SRES-201-119
Submitted in the Senate, considered, and agreed to without amendment and with a preamble by Unanimous Consent. (consideration: CR S2753; text: CR S2758)
Sponsored by Joni Ernst (R-IA)
What it does
This resolution expresses the Senate's support for designating the week of May 4–10, 2025, as "National Small Business Week." It honors the contributions of small businesses and entrepreneurs across the United States. The resolution is purely symbolic and does not create law, appropriate funds, or impose any requirements on any person or entity.
Who benefits
Small business owners and entrepreneurs who receive formal congressional recognition. Trade associations and advocacy groups representing small businesses, who may use the designation for promotional purposes. Local chambers of commerce and community organizations that organize events around the designation. The Small Business Administration, which has historically coordinated National Small Business Week activities since 1963.
Who is hurt
No group is materially harmed by this resolution. There are no mandates, spending changes, or regulatory effects. Congressional staff time is a negligible indirect cost borne by taxpayers.
Supporters argue
Supporters argue that formal congressional recognition highlights the outsized role small businesses play in the U.S. economy — more than 34.5 million small businesses support over 59 million jobs, according to the resolution's own findings.

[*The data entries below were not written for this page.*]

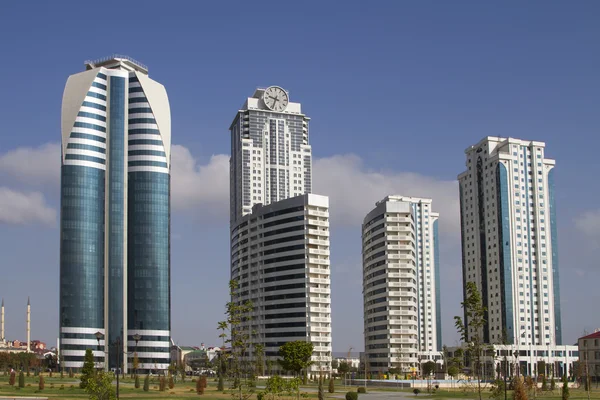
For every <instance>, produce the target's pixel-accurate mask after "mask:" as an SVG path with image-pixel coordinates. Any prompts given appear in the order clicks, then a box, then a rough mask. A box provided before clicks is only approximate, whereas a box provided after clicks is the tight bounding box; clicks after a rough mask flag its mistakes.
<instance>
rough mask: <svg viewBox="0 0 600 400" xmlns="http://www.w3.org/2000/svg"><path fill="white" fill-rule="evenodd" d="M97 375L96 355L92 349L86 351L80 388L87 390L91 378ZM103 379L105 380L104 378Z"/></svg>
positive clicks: (80, 382) (81, 378) (81, 370)
mask: <svg viewBox="0 0 600 400" xmlns="http://www.w3.org/2000/svg"><path fill="white" fill-rule="evenodd" d="M95 374H96V370H95V369H94V354H93V353H92V350H91V349H87V350H86V351H85V357H84V359H83V368H82V369H81V378H80V379H81V382H80V383H79V387H80V388H82V389H85V387H86V386H87V383H88V381H89V379H90V378H92V377H93V376H94V375H95ZM102 378H105V377H104V376H103V377H102Z"/></svg>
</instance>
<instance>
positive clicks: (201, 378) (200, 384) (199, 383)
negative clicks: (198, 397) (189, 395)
mask: <svg viewBox="0 0 600 400" xmlns="http://www.w3.org/2000/svg"><path fill="white" fill-rule="evenodd" d="M202 378H204V377H199V378H198V379H197V380H196V393H198V394H204V385H203V384H202ZM205 379H206V378H205Z"/></svg>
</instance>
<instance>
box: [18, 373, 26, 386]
mask: <svg viewBox="0 0 600 400" xmlns="http://www.w3.org/2000/svg"><path fill="white" fill-rule="evenodd" d="M19 387H25V374H24V373H23V371H21V372H20V373H19Z"/></svg>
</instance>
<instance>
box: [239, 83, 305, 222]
mask: <svg viewBox="0 0 600 400" xmlns="http://www.w3.org/2000/svg"><path fill="white" fill-rule="evenodd" d="M271 88H277V87H271ZM268 89H269V88H268ZM268 89H257V90H256V91H255V92H254V95H253V96H252V97H249V98H248V99H247V100H246V102H245V103H244V105H243V107H242V108H241V109H240V110H239V111H238V113H237V115H236V116H235V118H234V120H233V122H232V123H231V126H230V127H229V130H230V132H231V159H230V202H231V204H230V215H231V222H232V223H233V222H234V221H236V220H237V219H238V218H240V217H241V216H243V215H246V214H249V213H250V212H251V211H252V207H253V206H254V205H255V204H271V203H274V202H276V201H279V200H283V199H287V198H289V197H295V196H298V195H301V194H304V193H310V192H311V190H312V153H311V147H310V145H309V144H308V122H309V120H310V118H308V117H307V116H305V115H304V114H302V109H301V105H300V103H292V102H287V103H284V104H283V105H282V106H281V107H278V108H276V109H277V110H280V111H273V110H271V109H270V108H269V107H268V106H267V104H266V103H265V101H264V98H265V96H266V97H267V98H268V95H266V91H267V90H268ZM278 89H279V88H278ZM281 91H282V92H283V89H281Z"/></svg>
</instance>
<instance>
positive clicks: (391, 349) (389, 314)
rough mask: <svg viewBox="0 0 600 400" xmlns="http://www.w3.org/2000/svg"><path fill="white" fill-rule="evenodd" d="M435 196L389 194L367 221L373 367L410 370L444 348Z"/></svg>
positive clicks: (369, 359)
mask: <svg viewBox="0 0 600 400" xmlns="http://www.w3.org/2000/svg"><path fill="white" fill-rule="evenodd" d="M431 202H432V201H431V199H422V198H414V197H402V196H388V197H386V198H384V199H383V200H381V201H379V202H377V204H376V206H375V208H374V209H373V210H372V211H371V212H370V213H369V214H367V216H366V217H365V218H364V221H363V225H362V241H363V296H364V327H365V328H364V329H365V351H366V353H367V359H368V363H369V370H370V371H372V372H387V371H388V370H389V369H390V368H400V369H405V370H407V369H408V368H409V367H414V366H415V365H416V364H417V363H418V361H419V358H420V356H421V355H427V354H430V353H432V352H436V351H438V350H439V347H441V326H440V323H439V320H440V298H439V284H438V281H439V259H438V258H439V257H438V252H437V246H438V244H437V220H438V217H439V214H437V213H434V212H433V211H432V209H431Z"/></svg>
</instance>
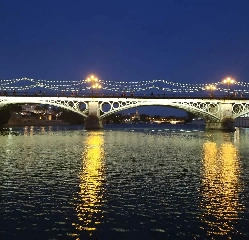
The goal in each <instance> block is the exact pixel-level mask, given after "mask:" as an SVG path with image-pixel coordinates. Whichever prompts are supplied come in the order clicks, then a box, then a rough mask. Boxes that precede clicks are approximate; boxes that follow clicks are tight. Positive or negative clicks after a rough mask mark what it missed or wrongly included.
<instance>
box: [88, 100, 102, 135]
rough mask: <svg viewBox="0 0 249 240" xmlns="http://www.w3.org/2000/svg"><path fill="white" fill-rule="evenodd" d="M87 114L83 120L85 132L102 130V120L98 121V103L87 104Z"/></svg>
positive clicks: (91, 103) (98, 113)
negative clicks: (88, 104) (84, 120)
mask: <svg viewBox="0 0 249 240" xmlns="http://www.w3.org/2000/svg"><path fill="white" fill-rule="evenodd" d="M88 107H89V114H88V117H87V118H86V120H85V129H86V130H99V129H102V128H103V124H102V120H101V119H99V116H100V110H99V104H98V102H89V105H88Z"/></svg>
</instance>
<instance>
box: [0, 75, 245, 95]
mask: <svg viewBox="0 0 249 240" xmlns="http://www.w3.org/2000/svg"><path fill="white" fill-rule="evenodd" d="M99 83H101V85H102V89H104V90H108V91H115V92H139V91H146V90H153V89H155V90H161V91H164V92H177V93H189V92H201V91H205V90H207V87H208V86H211V85H212V86H215V87H216V91H220V92H227V91H228V89H227V88H226V84H224V83H222V82H216V83H201V84H193V83H177V82H171V81H167V80H162V79H154V80H145V81H140V82H138V81H136V82H128V81H126V82H119V81H109V80H99ZM165 85H167V86H165ZM234 85H236V86H238V87H240V88H239V89H233V91H234V92H240V93H248V89H244V88H249V83H246V82H235V83H234ZM222 86H224V87H222ZM36 88H43V89H51V90H54V91H86V90H89V89H91V86H89V82H88V81H87V80H45V79H33V78H16V79H3V80H0V91H14V90H15V91H27V90H30V89H36ZM241 88H243V89H241Z"/></svg>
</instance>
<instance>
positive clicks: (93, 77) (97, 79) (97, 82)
mask: <svg viewBox="0 0 249 240" xmlns="http://www.w3.org/2000/svg"><path fill="white" fill-rule="evenodd" d="M98 81H99V80H98V78H97V77H95V76H94V75H91V77H88V78H87V82H91V83H92V86H91V88H92V96H93V89H94V88H101V85H100V84H98Z"/></svg>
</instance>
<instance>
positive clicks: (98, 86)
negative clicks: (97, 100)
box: [92, 83, 101, 96]
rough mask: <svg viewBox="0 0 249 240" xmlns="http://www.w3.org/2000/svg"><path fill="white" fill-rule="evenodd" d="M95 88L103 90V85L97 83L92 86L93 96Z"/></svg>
mask: <svg viewBox="0 0 249 240" xmlns="http://www.w3.org/2000/svg"><path fill="white" fill-rule="evenodd" d="M94 88H101V85H100V84H98V83H95V84H93V85H92V96H93V89H94Z"/></svg>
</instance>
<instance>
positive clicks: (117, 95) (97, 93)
mask: <svg viewBox="0 0 249 240" xmlns="http://www.w3.org/2000/svg"><path fill="white" fill-rule="evenodd" d="M0 96H6V97H58V98H60V97H68V98H73V97H74V98H141V99H151V98H153V99H158V98H160V99H249V95H235V94H230V95H227V94H216V95H207V94H196V93H195V94H186V93H185V94H183V93H170V94H169V93H167V94H166V93H163V94H160V93H156V94H154V93H153V94H152V93H127V94H124V93H119V94H118V93H95V94H92V93H77V92H76V93H75V92H73V93H69V92H62V93H53V92H48V93H46V92H34V93H32V92H21V91H18V92H15V91H14V92H7V91H4V92H0Z"/></svg>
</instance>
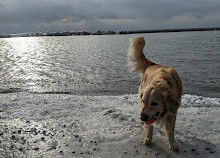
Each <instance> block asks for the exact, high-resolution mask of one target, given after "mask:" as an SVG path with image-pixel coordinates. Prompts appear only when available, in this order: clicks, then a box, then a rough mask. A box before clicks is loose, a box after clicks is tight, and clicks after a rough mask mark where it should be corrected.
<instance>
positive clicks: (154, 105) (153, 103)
mask: <svg viewBox="0 0 220 158" xmlns="http://www.w3.org/2000/svg"><path fill="white" fill-rule="evenodd" d="M150 105H151V106H157V105H158V104H157V103H155V102H152V103H151V104H150Z"/></svg>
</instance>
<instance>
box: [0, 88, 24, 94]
mask: <svg viewBox="0 0 220 158" xmlns="http://www.w3.org/2000/svg"><path fill="white" fill-rule="evenodd" d="M21 91H22V89H20V88H8V89H0V94H5V93H15V92H21Z"/></svg>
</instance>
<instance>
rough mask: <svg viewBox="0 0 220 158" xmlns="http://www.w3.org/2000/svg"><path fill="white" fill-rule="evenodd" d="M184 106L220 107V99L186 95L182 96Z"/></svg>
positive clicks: (196, 95) (187, 94)
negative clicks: (202, 106) (186, 104)
mask: <svg viewBox="0 0 220 158" xmlns="http://www.w3.org/2000/svg"><path fill="white" fill-rule="evenodd" d="M182 104H206V105H218V106H220V98H209V97H202V96H197V95H191V94H184V95H183V96H182Z"/></svg>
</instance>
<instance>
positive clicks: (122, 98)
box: [0, 92, 220, 158]
mask: <svg viewBox="0 0 220 158" xmlns="http://www.w3.org/2000/svg"><path fill="white" fill-rule="evenodd" d="M139 112H140V107H139V105H138V96H137V95H121V96H77V95H68V94H34V93H26V92H17V93H7V94H0V122H1V123H0V158H17V157H18V158H24V157H28V158H34V157H39V158H40V157H51V158H55V157H58V158H59V157H61V158H62V157H64V158H71V157H80V158H81V157H82V158H83V157H85V158H88V157H91V158H99V157H100V158H133V157H134V158H143V157H148V158H154V157H160V158H163V157H165V158H167V157H168V158H172V157H175V158H177V157H184V158H187V157H193V158H194V157H198V158H217V157H219V155H220V124H219V122H220V117H219V116H220V99H218V98H204V97H199V96H193V95H187V94H185V95H184V96H183V97H182V105H181V107H180V109H179V111H178V114H177V121H176V130H175V137H176V141H177V143H178V144H179V147H180V150H179V152H173V151H171V150H170V149H169V148H168V145H167V140H166V138H165V137H164V129H163V127H161V126H156V128H155V130H154V137H153V142H152V144H151V146H146V145H143V140H144V134H143V128H142V127H143V123H142V122H141V121H140V119H139Z"/></svg>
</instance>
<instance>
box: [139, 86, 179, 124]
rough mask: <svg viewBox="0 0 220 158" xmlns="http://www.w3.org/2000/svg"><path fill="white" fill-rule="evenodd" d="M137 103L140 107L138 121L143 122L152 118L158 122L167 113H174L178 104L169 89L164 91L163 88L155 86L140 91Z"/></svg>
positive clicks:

They contend that symbolic recognition raises public awareness, encourages consumer support for local businesses, and continues a bipartisan tradition dating back to every presidential administration since 1963.
Opponents argue
Opponents could argue that purely symbolic resolutions consume limited floor time and legislative resources without producing any measurable policy outcome for small businesses. They might contend that the same congressional energy would be better directed toward substantive legislation addressing the specific challenges — such as access to capital, regulatory compliance costs, or workforce shortages — that small businesses actually face.